Cowork's capabilities go far beyond what this course covers. This page is a menu of what else is possible once you've got it set up.
Other things Cowork can do for you
- Organize files on your computer — "put all my notes for BIO 101 into a folder called 'Bio 101' and group them by week."
- Turn receipts or invoices into a spending report — drop a month of receipt photos in a folder; get back a spreadsheet by category. Useful for budgeting, expense reimbursement, or splitting costs with roommates.
- Build spreadsheets, docs, or simple presentations — "make me a study schedule spreadsheet for finals week with one row per class and time blocks for each day."
- Read a long PDF and hand back what matters — syllabi, research papers, internship handbooks, scholarship guidelines, lease agreements.

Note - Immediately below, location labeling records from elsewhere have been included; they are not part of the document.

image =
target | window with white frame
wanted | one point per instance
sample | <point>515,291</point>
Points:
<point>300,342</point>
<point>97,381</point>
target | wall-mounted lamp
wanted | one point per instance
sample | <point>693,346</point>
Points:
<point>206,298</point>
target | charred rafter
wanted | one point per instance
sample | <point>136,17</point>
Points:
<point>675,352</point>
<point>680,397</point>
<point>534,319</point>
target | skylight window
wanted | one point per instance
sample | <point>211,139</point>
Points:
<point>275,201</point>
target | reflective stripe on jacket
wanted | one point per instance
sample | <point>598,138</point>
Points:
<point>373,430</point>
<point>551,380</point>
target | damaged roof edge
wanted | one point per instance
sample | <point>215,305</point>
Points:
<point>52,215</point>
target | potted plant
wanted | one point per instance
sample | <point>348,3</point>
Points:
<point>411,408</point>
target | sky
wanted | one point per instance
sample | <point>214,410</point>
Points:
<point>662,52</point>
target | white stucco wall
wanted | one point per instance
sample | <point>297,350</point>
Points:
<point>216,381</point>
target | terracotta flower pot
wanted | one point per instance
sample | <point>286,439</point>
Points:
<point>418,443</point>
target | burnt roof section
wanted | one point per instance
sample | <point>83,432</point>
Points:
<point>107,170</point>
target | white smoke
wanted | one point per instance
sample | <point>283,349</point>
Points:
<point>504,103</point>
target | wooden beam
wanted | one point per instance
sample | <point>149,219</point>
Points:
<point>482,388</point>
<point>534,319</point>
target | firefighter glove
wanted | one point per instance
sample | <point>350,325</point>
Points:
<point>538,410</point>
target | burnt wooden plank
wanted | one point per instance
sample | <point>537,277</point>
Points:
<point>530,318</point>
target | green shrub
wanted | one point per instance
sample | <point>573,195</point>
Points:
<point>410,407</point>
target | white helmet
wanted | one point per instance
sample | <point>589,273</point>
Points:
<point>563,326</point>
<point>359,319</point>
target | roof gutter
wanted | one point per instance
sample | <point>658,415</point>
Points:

- Fill out online forms with info from your files — scholarship applications, course registration forms, club sign-ups, internship applications (always review before submitting).
- Batch-draft replies to a whole inbox section — "draft replies to everything in my 'professors' label from this week. Leave them in drafts for me to send."
- Connect to 50+ apps — Google Drive, Gmail, Calendar, Notion, Slack, Excel, and more. See Settings → Connectors for the full current list.
- Run on a schedule — Module 9 covered Sunday Reset and Pre-Exam Watch. The same pattern works for anything recurring: "Friday 4pm: pull next week's club meetings from my calendar and email me a one-line agenda check for each."
- Handle cross-app workflows — "look at next Tuesday's calendar, find where my 11am class is, check the campus map for the closest coffee place open at 10am, and put a 30-minute pre-class block in my calendar."
- Work while you sleep — start a longer task at bedtime (e.g., "summarize all 12 of these research papers and group them by theme"), come back to a finished result in the morning. You still approve anything irreversible.
The principle behind all of it.
Cowork can do anything you could do on your computer, given enough instruction and permission. The course taught you the student-specific workflows. The rest is just describing what you want and letting it try: approve when it asks, correct when it strays, and save the working ones as recurring scheduled tasks.
Where to start when something new comes up.
When you have a task that doesn't fit one of the patterns from the course, describe it in plain English and add: "Walk me through what you'd need from me to do this. Pause before doing anything irreversible." Cowork will list the steps, ask for any missing info, and check in before destructive moves. That's the universal entry point for any new Cowork workflow.